待つというのは、想像していたよりもずっとつらいことだった。むくわれる保証などどこにもないとなれば、なおさらだ。
(「天使の卵」P114より)


僕のくだらない冗談に、かれんが声をたてて笑う。僕は、茶碗越しにちらりと彼女の顔を盗み見た。
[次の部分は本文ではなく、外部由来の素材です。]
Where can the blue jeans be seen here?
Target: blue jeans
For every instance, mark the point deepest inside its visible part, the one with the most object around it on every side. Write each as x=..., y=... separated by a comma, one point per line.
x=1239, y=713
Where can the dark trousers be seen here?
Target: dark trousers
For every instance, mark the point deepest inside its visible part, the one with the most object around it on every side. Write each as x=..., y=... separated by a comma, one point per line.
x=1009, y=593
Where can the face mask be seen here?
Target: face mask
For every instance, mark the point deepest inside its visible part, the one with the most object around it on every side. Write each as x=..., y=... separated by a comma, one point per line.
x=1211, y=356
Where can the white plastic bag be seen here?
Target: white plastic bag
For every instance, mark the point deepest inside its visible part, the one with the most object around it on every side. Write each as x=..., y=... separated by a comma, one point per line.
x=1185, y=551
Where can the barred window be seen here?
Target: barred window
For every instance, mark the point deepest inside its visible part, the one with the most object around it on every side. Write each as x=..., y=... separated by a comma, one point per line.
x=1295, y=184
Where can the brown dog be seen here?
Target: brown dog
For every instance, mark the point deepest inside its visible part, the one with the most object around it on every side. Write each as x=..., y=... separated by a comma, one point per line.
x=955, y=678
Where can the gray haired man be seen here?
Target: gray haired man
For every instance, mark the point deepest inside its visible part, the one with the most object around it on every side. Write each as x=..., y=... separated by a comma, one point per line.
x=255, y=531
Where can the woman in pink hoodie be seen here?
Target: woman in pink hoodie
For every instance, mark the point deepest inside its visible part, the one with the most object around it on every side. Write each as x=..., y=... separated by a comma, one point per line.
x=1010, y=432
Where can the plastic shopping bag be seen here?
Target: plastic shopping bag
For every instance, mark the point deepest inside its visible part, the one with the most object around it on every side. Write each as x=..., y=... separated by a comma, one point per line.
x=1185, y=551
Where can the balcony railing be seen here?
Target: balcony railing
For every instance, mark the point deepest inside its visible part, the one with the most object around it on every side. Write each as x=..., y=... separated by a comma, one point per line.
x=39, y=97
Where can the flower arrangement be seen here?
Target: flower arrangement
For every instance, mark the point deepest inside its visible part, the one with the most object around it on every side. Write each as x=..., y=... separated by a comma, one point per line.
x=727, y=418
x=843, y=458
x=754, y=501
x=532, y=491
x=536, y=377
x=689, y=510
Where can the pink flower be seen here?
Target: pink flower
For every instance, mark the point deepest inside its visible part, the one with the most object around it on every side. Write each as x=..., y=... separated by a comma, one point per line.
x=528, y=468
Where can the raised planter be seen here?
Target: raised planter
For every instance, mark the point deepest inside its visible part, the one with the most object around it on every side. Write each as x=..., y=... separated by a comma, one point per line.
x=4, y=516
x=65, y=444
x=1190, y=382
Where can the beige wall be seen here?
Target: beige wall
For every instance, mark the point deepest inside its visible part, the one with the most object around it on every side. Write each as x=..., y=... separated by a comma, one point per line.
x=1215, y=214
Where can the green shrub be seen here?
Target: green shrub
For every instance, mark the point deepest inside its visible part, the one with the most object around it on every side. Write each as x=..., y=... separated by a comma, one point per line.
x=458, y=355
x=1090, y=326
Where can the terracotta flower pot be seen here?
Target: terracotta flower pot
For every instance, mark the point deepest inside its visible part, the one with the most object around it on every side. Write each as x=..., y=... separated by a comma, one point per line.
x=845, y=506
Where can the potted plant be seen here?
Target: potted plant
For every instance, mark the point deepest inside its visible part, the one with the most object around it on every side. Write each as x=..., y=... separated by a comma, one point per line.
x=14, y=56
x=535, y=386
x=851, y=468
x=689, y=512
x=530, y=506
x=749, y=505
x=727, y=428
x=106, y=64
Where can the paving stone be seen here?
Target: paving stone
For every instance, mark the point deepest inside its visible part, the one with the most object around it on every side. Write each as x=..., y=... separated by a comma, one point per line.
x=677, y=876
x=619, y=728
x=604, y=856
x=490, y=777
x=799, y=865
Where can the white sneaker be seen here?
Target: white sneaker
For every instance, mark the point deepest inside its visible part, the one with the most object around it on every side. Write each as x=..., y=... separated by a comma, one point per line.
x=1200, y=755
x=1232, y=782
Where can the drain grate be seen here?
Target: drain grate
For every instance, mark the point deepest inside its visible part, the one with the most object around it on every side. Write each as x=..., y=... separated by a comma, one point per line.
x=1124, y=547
どうやら心から笑っているらしい。
ようやく安心した。
彼女が何かをごまかしていたら、僕に見抜けないはずはないのだから。
(遠い背中―おいしいコーヒーの入れ方6―P64より)


<夏姫さんにとって、俺は何?>
一度だけそう訊いてみたこともあるのだが、
<何だったら安心するの?>
逆に訊き返されてしまった。
鼻白んで黙った俺に向かって、夏姫さんは微笑みながら言った。
<友達だとか、恋人だとか、そういう言葉でくくることに何の意味がある?
私があなたのことを恋人だと言ったら、それだけであなたは安心するの?
それきり二度と不安にならないで済むの?
じゃあ私がもし『私にとっては恋人なんかより友達の方がずっと大切よ』って言ったら、あなたはどうするの?恋人をやめてでも友達になりたがるの?
――ね、わかるでしょ、呼び方なんてどうでもいいってことが。
大事なのは、あなたも私も、今お互いを必要としあってるってことだけ。違う?>
違わない、と俺は言った。もと国語教師を相手に、言葉で勝てるはずがないのだった。
でももちろん、納得なんてしていなかった。
どういうふうに言えばちゃんと伝わるのかはわからないけれど、俺が言いたいのはそういうことではなかったのだ。
呼び名なんてどうでもいいという理屈ははわかる。というか、俺だって最初からそう思っている。
なぜなら俺が知りたいのは、夏姫さんが俺を想ってくれる気持ちが、俺が彼女を想うのと同じ種類のものかどうか、ただそれだけだったからだ。